Death Panels Resurrected: Rep. Earl Blumenauer Wants End-Of-Life Conversations Reimbursed

Doctor and patient consult
If Earl Blumenauer has his way, Congress would approve a bill that provides Medicare reimbursements for physicians to consult with patients about advanced care planning and surrogate decision makers. National Cancer Institute

Even as House Republicans have vowed to repeal the Affordable Care Act commonly villified as "Obamacare," Representative Earl Blumenauer, D-Ore., works tirelessly to pass the original law's most incendiary component, which he authored himself: the death panel.

In reality, there never was a death panel or the slightest hint of one. In 2009, while debates over the health reform's laws were at full swing, conservative opposition famously distorted a provision that would have Medicare reimburse physicians for having discussions about end-of-life wishes with patients. With a financial incentive, authors of the law hoped physicians would take the time to sit down with patients to put their end-of-life wishes in writing and designate a surrogate decision maker in the event that they become incompetent.

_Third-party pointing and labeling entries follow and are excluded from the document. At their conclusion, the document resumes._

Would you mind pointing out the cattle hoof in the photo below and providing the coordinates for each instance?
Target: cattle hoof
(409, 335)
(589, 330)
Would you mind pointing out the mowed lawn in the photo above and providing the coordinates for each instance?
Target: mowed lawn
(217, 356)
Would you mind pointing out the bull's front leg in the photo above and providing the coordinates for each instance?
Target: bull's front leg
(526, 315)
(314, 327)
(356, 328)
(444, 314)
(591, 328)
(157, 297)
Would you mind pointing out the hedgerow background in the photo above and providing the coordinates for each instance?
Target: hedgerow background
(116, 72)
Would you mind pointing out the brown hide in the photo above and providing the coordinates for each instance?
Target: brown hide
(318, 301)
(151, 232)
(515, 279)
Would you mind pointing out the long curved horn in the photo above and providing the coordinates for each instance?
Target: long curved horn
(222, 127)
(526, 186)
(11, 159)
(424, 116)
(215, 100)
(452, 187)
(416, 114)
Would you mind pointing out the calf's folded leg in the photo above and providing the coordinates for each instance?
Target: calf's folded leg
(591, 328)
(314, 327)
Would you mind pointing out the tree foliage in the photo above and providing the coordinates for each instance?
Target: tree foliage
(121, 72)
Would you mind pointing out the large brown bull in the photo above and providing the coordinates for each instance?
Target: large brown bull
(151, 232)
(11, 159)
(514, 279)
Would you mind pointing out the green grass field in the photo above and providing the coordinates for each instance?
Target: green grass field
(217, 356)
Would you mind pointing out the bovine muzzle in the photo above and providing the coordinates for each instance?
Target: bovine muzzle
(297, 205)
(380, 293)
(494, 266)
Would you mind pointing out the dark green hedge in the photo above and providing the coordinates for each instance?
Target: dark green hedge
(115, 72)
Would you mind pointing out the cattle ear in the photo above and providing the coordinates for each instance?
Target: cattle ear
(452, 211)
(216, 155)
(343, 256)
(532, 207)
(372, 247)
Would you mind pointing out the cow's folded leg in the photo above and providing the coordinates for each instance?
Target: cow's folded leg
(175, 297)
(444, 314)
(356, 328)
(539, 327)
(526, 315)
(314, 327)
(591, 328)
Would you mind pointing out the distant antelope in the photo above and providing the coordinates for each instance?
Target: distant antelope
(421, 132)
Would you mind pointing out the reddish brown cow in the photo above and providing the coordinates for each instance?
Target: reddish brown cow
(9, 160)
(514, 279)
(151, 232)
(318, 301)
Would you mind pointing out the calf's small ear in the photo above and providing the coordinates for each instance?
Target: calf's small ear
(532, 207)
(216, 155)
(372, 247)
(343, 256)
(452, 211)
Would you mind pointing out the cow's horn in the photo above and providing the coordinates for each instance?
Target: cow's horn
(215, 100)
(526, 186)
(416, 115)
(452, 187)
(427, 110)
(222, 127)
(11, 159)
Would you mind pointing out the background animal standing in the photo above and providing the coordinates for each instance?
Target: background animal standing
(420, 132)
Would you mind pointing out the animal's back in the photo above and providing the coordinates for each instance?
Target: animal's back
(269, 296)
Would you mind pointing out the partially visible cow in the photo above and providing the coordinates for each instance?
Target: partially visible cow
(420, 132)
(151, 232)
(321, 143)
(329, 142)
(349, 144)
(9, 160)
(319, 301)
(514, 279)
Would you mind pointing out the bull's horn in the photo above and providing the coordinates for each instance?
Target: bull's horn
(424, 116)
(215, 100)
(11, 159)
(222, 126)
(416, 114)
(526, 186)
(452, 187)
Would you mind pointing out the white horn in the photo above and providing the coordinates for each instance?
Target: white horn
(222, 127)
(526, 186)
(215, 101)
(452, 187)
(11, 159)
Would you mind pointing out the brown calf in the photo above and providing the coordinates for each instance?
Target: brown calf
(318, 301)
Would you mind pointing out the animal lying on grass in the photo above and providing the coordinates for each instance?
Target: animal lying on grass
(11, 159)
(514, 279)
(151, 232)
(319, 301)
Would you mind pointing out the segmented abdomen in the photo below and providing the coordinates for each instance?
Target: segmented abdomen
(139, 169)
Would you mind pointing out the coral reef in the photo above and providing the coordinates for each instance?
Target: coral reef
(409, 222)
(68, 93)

While uproar equated this with "throwing granny off a cliff," the provision was eventually removed in order to get Obamacare passed. Every congresional session since, Blumenauer has reintroduced the bill, which would reimburse physicians a few hundred dollars to talk to patients about the care they want every five years, or more often, if the patient's health declines. To provide a sense of perspective, Blumenauer notes that with great frequency, tens of thousands of dollars are reimbursed by Medicare for giving terminally-ill patients in their 90s hip replacements.

It's important to note that having the conversations Blumenauer would like reimbursed won't necessarily deter that terminally-ill 90-year-old from getting his or her hip replaced. If a patient wants aggressive care until the very end, that wish would be documented by the physician, and would be more likely to be honored by a surrogate decision maker. The conversation is about making patient preferences clear and well-known, not about doctors steering patient preferences.

"We have allowed people with ideological or political agendas to play this out," Blumenauer told Politico. "We've really obscured the fact that this is all about making an informed decision that is respected."

Now, with the bill independent of Obamacare, Blumenauer has even made an ally across the aisle. Tennessee Representative Phil Roe, a Republican who staunchly opposed the Affordable Care Act, is now one of 15 co-sponsers of the bill.

Physician Incentives Work

While in theory, conversations about end-of-life and advanced care planning should occur between health care providers and patients with or without an incentive, the extra cash could help.

In a study recently published in JAMA Internal Medicine, researchers led by Dr. Joshua Lakin of the University of California, San Francisco tested the effect of financial incentives on a group of internal medicine residents practicing at the university's medical center. Residents were promised $400 if, as a group, they could have documented discussions of end-of-life issues and designate a surrogate decision-maker with at least three-quarters of patients. In a group of 1,474 patients, end-of-life wishes and surrogate decision makers were documented in 22 percent of files at the beginning of the study, growing to more than 90 percent by the end.

Patients need not wait until financial incentives for doctors exist to initiate the conversation.

"If more people go to their physicians and pastors or whoever they trust and say, ‘I want to have this discussion' … that's also an important thing," Dr. Lakin told Reuters Health.

Medicare Reimbursements Are Not The Only Option

Passing Blumenauer's bill isn't the only way to promote end-of-life conversations, and the bill is far from perfect. If it were to pass, Blumenauer's bill would only reimburse visits scheduled by patients for the purpose of discussing end-of-life care. It wouldn't reimburse for that conversation if it arose from a doctor-patient interaction for another purpose, such as during a preventative care check-up or after a life-limiting illness is diagnosed.

"The problem with Blumenauer's legislation isn't that it goes too far," wrote Ezra Klein, columnist for The Washington Post. "It's that it doesn't go nearly far enough."

New York state has taken its own approach. In 2010, the New York Palliative Care Information Act was passed, which mandates that healthcare providers offer information and counseling about palliative care to terminally-ill patients or their surrogates; breach of the law is punishable by a fine.

Bioethicist Dr. Ezekiel Emanuel offers some alternatives to Medicare reimbursement of end-of-life conversations. The Joint Commission, the independent organization that accredits hospitals, could require that palliative care services be available to patients. Even Medicare could make communication training and palliative services a requirement in hospitals for reimbursement of other services.

Whatever the approach, the time is ripe for reshaping the way the public views death and dying. As Blumenauer notes, the issue is becoming more culturally salient. More books and memoirs are written about care-giving and death.

With trendsetting baby boomers aging fast and their parents aging faster, end-of-life conversations will inevitability become more commonplace, with or without reimbursement.